Nous avons aussi été le témoin de professeurs qui pour atteindre un autre enseignant, se permettent de « brutaliser » ou corriger sans raison un de leurs élèves venu pratiquer dans leur dojo ou au cours d’un stage. Cela nous montre que dans notre art il est difficile de s’exprimer sans faiblesses lorsqu’Uke ne connait pas nos codes ou est éduqué via d’autres systèmes.
Nous voulons seulement dire que l’aïkido est un art qui nous a donné beaucoup et qui nous a aidés à grandir mais nous ne comprenons pas toujours l’attitude de nos pairs ou parfois de nos Maîtres, lorsqu’ils n’acceptent pas la différence et qu’ils n’acceptent pas que leurs élèves aillent ailleurs chercher ce qu’eux, ne peuvent pas donner. Nous sommes souvent déçus par ce comportement qui ne correspond pas à ce que l’aïkido devrait enseigner aux êtres humains.
Nous venons de lire une lettre qu’un haut gradé écrivait pour dire sa frustration de ne plus être reconnu par les membres de son groupe. L’explication était celle –ci : il n’avait pas suivi le Maître depuis plus de dix ans et cela ne lui donnait plus la possibilité d’être reconnu comme élève de ce Maître. Les membres de son école lui en refusaient le statut. Cela est pour nous aussi un des points pervers de notre art. Comment peut- on dire que l’on est un élève proche, un élève direct d’un maître ? Chacun de nous sait parfaitement ce que l’on a reçu ou pris chez un enseignant. Et chaque Maître a la liberté de dire : « celui-ci je le considère comme mon élève ». Mais on ne doit jamais réclamer une récompense. Il faut aussi que, nous, les hauts gradés soyons conscients que nous ne sommes que des étapes vers un aïkido meilleur et que nous acceptions que les générations futures au travers de notre enseignement et de leurs rencontres avec d’autres expériences deviennent plus fortes et plus intelligentes que nous le fûmes par rapport à nos anciens. Et puis il nous faut aussi accepter la liberté de donner notre enseignement comme nous le voulons et cela nous oblige à accepter aussi que nous ne soyons plus aussi proches de nos Maîtres que lorsque nous n’étions qu’élèves. Il faut accepter que la voie que nous avons suivie pendant des années s’éloigne au fur et à mesure de notre pratique de celle de nos Maîtres. Mais nous aussi, enseignants, devons accepter que les élèves aussi proches de nous, lorsqu’ils volent de leurs propres ailes, trouvent leur voie et ne suivent plus ce que nous avons prescrit.

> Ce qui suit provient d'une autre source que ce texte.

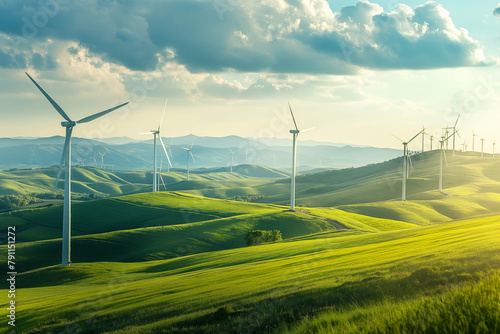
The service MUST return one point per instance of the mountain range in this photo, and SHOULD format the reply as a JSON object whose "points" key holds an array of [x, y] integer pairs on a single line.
{"points": [[124, 153]]}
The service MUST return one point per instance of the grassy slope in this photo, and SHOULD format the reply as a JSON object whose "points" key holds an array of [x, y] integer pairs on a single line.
{"points": [[262, 283], [164, 225], [93, 180]]}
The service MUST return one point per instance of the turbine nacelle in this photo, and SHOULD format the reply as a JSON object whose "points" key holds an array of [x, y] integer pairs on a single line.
{"points": [[68, 124]]}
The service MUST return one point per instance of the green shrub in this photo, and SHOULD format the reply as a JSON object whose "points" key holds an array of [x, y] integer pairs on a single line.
{"points": [[258, 237]]}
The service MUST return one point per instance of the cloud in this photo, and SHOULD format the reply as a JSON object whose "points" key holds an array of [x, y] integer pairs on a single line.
{"points": [[496, 11], [274, 36]]}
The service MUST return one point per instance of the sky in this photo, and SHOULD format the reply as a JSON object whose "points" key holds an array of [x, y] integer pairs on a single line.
{"points": [[357, 72]]}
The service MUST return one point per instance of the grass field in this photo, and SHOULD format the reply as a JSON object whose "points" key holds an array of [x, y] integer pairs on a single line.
{"points": [[269, 287], [173, 262]]}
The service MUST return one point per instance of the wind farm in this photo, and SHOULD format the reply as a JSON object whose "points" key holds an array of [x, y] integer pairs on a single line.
{"points": [[231, 215]]}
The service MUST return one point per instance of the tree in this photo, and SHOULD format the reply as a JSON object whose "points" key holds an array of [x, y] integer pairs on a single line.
{"points": [[257, 237]]}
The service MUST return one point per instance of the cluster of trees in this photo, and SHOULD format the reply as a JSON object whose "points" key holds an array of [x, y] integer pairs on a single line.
{"points": [[9, 202], [258, 237], [247, 198]]}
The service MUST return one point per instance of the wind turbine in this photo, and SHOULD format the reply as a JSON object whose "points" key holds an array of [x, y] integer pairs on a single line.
{"points": [[160, 177], [232, 153], [455, 132], [474, 135], [423, 139], [189, 153], [169, 151], [66, 160], [405, 162], [295, 134], [102, 159], [157, 135], [443, 153]]}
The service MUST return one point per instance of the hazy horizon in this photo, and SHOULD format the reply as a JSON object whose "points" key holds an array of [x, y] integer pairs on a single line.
{"points": [[357, 72]]}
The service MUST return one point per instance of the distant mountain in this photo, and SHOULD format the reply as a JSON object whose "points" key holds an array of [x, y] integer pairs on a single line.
{"points": [[123, 153], [118, 140]]}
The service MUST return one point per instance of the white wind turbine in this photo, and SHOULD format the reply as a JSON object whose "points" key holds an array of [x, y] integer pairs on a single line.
{"points": [[160, 177], [474, 135], [423, 139], [405, 162], [102, 159], [157, 135], [432, 140], [232, 153], [295, 134], [443, 153], [189, 153], [66, 160]]}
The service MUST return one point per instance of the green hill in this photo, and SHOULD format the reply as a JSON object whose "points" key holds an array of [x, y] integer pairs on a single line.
{"points": [[268, 288], [165, 225]]}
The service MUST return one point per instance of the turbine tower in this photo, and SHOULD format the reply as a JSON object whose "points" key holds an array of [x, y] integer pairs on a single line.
{"points": [[189, 153], [423, 139], [405, 163], [295, 134], [455, 132], [474, 135], [66, 160], [157, 135], [102, 159], [232, 153], [443, 153]]}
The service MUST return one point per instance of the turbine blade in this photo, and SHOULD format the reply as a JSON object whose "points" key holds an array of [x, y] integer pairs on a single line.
{"points": [[161, 178], [397, 138], [102, 113], [165, 150], [416, 136], [64, 155], [291, 112], [54, 104], [302, 131], [163, 115]]}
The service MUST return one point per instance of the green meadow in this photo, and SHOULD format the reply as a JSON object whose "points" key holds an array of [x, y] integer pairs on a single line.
{"points": [[354, 258]]}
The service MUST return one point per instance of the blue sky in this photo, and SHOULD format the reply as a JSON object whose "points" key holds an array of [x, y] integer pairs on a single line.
{"points": [[356, 71]]}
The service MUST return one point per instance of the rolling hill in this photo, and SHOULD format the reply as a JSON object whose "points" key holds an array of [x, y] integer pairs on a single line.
{"points": [[321, 280], [176, 263]]}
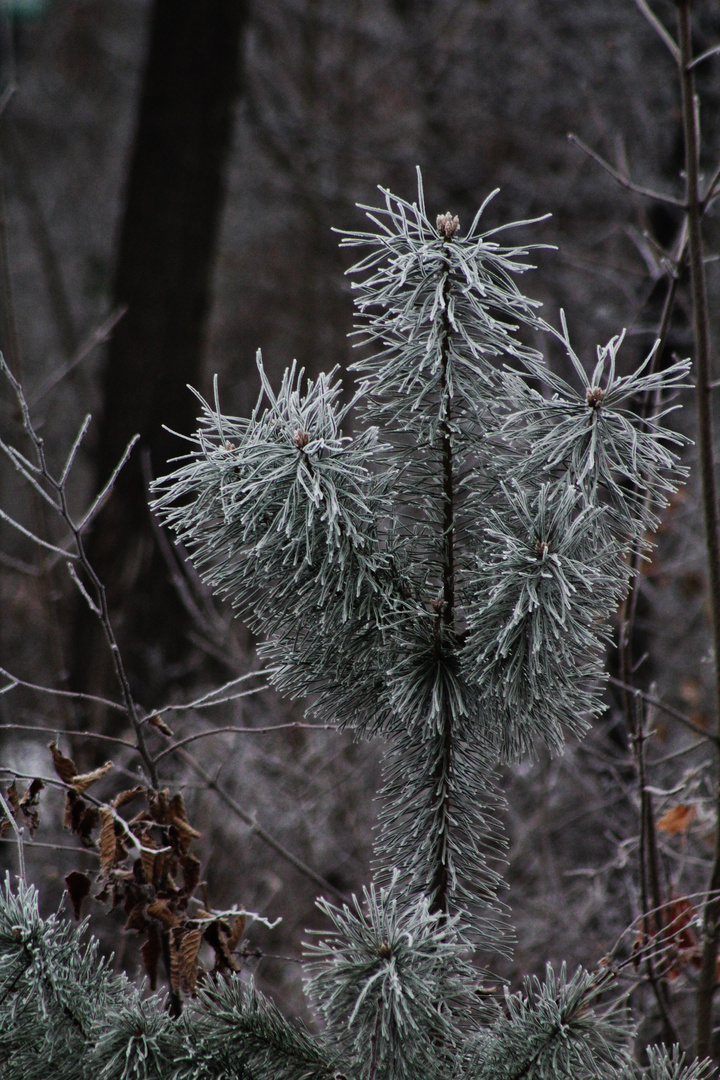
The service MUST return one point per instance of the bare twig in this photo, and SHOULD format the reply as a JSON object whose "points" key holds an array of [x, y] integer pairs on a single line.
{"points": [[624, 180], [244, 731], [81, 556], [65, 731], [96, 337], [660, 29], [706, 983], [15, 682], [18, 836], [704, 56], [249, 820], [676, 714]]}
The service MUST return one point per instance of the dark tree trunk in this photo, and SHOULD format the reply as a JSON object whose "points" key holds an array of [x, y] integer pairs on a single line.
{"points": [[173, 204]]}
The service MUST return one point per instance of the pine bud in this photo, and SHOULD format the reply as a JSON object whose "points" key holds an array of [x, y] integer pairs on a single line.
{"points": [[594, 396], [447, 225]]}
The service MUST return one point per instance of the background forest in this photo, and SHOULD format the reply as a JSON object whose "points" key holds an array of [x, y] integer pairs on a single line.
{"points": [[170, 176]]}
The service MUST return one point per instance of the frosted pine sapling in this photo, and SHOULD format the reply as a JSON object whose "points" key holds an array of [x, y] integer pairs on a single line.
{"points": [[442, 579]]}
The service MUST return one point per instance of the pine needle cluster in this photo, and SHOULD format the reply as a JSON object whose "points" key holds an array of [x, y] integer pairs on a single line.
{"points": [[442, 577]]}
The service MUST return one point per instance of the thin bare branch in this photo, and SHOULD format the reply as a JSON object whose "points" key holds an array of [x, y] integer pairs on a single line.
{"points": [[75, 448], [36, 539], [99, 500], [624, 180], [76, 694], [219, 696], [252, 823], [242, 731], [83, 592], [703, 56], [98, 336], [666, 38], [67, 731], [676, 714], [18, 836]]}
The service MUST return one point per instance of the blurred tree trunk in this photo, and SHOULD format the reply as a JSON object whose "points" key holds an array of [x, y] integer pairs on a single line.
{"points": [[174, 200]]}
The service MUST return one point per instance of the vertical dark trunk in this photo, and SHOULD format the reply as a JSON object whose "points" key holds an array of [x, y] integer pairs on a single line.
{"points": [[166, 244]]}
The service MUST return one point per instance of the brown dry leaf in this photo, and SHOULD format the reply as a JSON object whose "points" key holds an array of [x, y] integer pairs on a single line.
{"points": [[78, 887], [189, 950], [160, 724], [236, 932], [160, 909], [190, 866], [108, 846], [136, 919], [150, 952], [11, 791], [160, 807], [82, 781], [124, 797], [179, 819], [80, 818], [174, 964], [148, 861], [678, 819], [29, 804], [65, 767]]}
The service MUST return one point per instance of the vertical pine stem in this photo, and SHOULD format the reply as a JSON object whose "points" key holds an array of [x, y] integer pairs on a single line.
{"points": [[439, 898], [707, 976]]}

Il y a un dernier fait que nous voudrions relater, il nous est apparu que lorsque le Maître est encore vivant ses élèves les plus proches ou les plus anciens n’osent pas s’exprimer avec autant de liberté que lorsque ce Maître n’est malheureusement plus là. Il nous semble logique que même si le Maître ne voit pas directement ce que nous faisons il connaît parfaitement la teneur et le suivi de notre enseignement, soit par d’autres élèves qui lui racontent ce qu’ils ont vu chez nous soit lorsque nous allons pratiquer sous sa direction, il se rend compte rapidement que notre corps n’est plus aussi réceptif que lorsqu’ il était notre seul référent.

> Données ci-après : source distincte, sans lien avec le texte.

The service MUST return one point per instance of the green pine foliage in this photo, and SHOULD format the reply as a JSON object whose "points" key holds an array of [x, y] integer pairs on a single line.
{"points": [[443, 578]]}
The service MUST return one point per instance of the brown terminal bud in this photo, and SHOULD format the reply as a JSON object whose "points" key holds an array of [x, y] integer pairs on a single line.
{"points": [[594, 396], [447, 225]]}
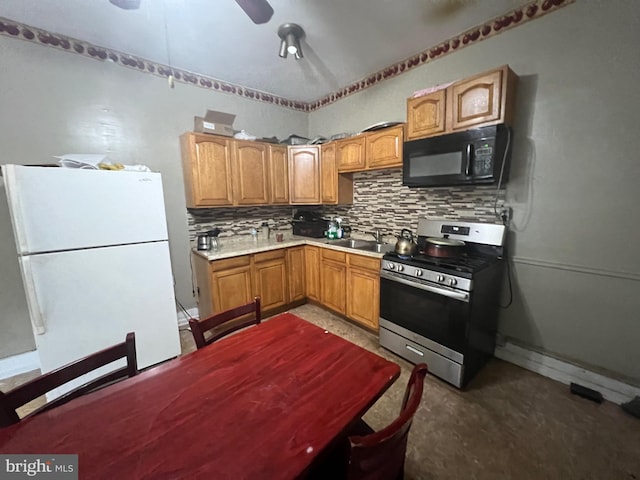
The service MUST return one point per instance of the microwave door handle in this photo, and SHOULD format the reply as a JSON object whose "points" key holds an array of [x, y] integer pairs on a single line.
{"points": [[467, 169]]}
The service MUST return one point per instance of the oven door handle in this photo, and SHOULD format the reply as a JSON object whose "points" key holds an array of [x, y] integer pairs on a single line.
{"points": [[463, 296]]}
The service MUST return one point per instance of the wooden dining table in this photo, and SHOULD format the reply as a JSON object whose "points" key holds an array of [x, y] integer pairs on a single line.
{"points": [[260, 404]]}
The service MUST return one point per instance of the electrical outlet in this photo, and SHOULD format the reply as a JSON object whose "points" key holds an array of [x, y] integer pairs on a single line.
{"points": [[505, 214]]}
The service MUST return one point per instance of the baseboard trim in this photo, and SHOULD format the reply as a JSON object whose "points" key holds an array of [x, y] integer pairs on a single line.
{"points": [[183, 319], [612, 390], [17, 364]]}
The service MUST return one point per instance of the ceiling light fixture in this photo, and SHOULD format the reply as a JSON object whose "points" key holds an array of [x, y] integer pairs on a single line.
{"points": [[291, 34]]}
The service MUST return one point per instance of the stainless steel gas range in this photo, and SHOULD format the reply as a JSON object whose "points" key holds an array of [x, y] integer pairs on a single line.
{"points": [[443, 310]]}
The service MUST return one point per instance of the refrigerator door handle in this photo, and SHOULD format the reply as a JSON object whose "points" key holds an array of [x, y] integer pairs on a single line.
{"points": [[37, 319]]}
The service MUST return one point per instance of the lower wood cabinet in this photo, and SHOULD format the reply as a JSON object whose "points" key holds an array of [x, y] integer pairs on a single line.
{"points": [[312, 272], [230, 283], [270, 279], [363, 290], [333, 280], [296, 273], [346, 283]]}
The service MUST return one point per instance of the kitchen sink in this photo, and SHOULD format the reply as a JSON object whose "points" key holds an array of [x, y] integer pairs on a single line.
{"points": [[366, 245]]}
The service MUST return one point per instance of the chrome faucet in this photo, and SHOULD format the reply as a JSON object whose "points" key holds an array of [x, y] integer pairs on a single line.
{"points": [[377, 234]]}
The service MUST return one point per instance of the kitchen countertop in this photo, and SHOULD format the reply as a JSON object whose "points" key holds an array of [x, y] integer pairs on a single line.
{"points": [[230, 247]]}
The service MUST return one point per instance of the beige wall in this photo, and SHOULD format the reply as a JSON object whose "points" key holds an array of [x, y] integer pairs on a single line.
{"points": [[53, 102], [574, 179], [574, 169]]}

Nous voulions dans ce petit texte seulement dire que l’aïkido est pour nous une école de liberté dans une rigueur terrible, qu’il nous faut accepter de ne pas être immortel et que nous ne sommes que des étapes vers un aïkido plus riche et plus ouvert. Mais il est vrai que c’est dur parfois de ne pas avoir la reconnaissance que nous estimions avoir mérité. Mais c’est la vie et c’est très bien comme cela.
Merci une fois de plus à Guillaume Erard pour son aide si précieuse et ses corrections toujours pertinentes.